If countries were grouped by percent forestation in quartiles, which group had the most countries in it in 2016?

In [124]:
%%sql
-- 2016 table
WITH t1 AS(
SELECT country_name, forest_as_percent_of_land
FROM forestation
WHERE year = 2016
AND country_name <> 'World'
)
-- working out the quartiles
SELECT
COUNT(CASE WHEN t1.forest_as_percent_of_land <= 25 THEN 1 ELSE NULL END) AS quartile_1,
COUNT(CASE WHEN t1.forest_as_percent_of_land > 25 AND t1.forest_as_percent_of_land <= 50 THEN 1 ELSE NULL END) AS quartile_2,
COUNT(CASE WHEN t1.forest_as_percent_of_land > 50 AND t1.forest_as_percent_of_land <= 75 THEN 1 ELSE NULL END) AS quartile_3,
COUNT(CASE WHEN t1.forest_as_percent_of_land > 75 THEN 1 ELSE NULL END) AS quartile_4
FROM t1;

 * postgresql://postgres:***@database-1.cy8ltogyfgas.us-east-1.rds.amazonaws.com:5432/postgres
1 rows affected.


quartile_1,quartile_2,quartile_3,quartile_4
86,73,36,9


List all of the countries that were in the 4th quartile (percent forest > 75%) in 2016.

In [125]:
%%sql
SELECT country_name, region, forest_as_percent_of_land
FROM forestation
WHERE year = 2016
AND country_name <> 'World'
AND forest_as_percent_of_land > 75 ORDER BY 3 DESC;

 * postgresql://postgres:***@database-1.cy8ltogyfgas.us-east-1.rds.amazonaws.com:5432/postgres
9 rows affected.


country_name,region,forest_as_percent_of_land
Suriname,Latin America & Caribbean,98.0
"Micronesia, Fed.

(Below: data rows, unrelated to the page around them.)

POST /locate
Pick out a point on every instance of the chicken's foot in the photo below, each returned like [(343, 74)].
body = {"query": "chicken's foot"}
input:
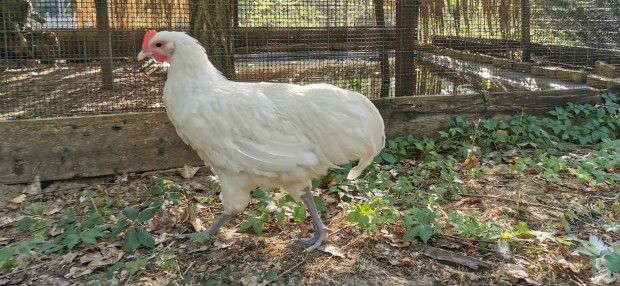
[(320, 230)]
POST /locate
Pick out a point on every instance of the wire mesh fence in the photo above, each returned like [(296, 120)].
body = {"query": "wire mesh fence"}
[(77, 57)]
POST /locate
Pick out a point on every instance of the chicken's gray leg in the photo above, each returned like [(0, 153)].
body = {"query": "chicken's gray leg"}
[(320, 230)]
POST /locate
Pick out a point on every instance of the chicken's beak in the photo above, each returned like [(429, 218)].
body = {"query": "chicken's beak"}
[(143, 55)]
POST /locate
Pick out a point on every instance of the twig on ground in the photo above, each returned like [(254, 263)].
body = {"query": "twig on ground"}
[(22, 270), (292, 268), (511, 200)]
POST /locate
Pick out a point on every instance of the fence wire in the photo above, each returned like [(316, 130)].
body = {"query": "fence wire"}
[(77, 57)]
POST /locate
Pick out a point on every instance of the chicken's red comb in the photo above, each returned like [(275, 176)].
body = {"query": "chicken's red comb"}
[(147, 37)]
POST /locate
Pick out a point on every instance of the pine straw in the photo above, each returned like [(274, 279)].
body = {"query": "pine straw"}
[(369, 259)]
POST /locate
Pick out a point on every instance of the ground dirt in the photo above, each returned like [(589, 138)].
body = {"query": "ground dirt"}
[(354, 258)]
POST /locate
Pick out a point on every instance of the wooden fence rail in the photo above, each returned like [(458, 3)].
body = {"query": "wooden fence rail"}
[(110, 144)]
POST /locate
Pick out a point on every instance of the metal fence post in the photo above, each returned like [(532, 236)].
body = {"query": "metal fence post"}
[(104, 41), (407, 12)]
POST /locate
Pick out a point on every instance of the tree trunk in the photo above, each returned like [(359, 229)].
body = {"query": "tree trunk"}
[(211, 22), (383, 53), (525, 30)]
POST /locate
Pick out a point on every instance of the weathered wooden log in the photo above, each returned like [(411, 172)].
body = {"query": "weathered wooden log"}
[(89, 146), (110, 144)]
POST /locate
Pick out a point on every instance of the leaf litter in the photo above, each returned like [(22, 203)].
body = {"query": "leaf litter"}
[(351, 256)]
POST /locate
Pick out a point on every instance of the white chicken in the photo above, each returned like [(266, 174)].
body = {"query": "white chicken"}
[(263, 135)]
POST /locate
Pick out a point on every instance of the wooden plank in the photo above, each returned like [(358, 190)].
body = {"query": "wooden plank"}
[(110, 144), (89, 146)]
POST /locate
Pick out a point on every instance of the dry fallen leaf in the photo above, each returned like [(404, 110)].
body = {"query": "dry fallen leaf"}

Sts.",East Asia & Pacific,92.0
Gabon,Sub-Saharan Africa,90.0
American Samoa,East Asia & Pacific,88.0
Palau,East Asia & Pacific,88.0
Seychelles,Sub-Saharan Africa,88.0
Guyana,Latin America & Caribbean,84.0
Lao PDR,East Asia & Pacific,82.0
Solomon Islands,East Asia & Pacific,78.0


How many countries had a percent forestation higher than the United States in 2016?

In [126]:
%%sql
SELECT count(*)
FROM forestation
WHERE year = 2016
AND country_name <> 'World'
AND forest_as_percent_of_land > (SELECT forest_as_percent_of_land
FROM forestation
WHERE year = 2016
AND country_name = 'United States');

 * postgresql://postgres:***@database-1.cy8ltogyfgas.us-east-1.rds.amazonaws.com:5432/postgres
1 rows affected.


count
91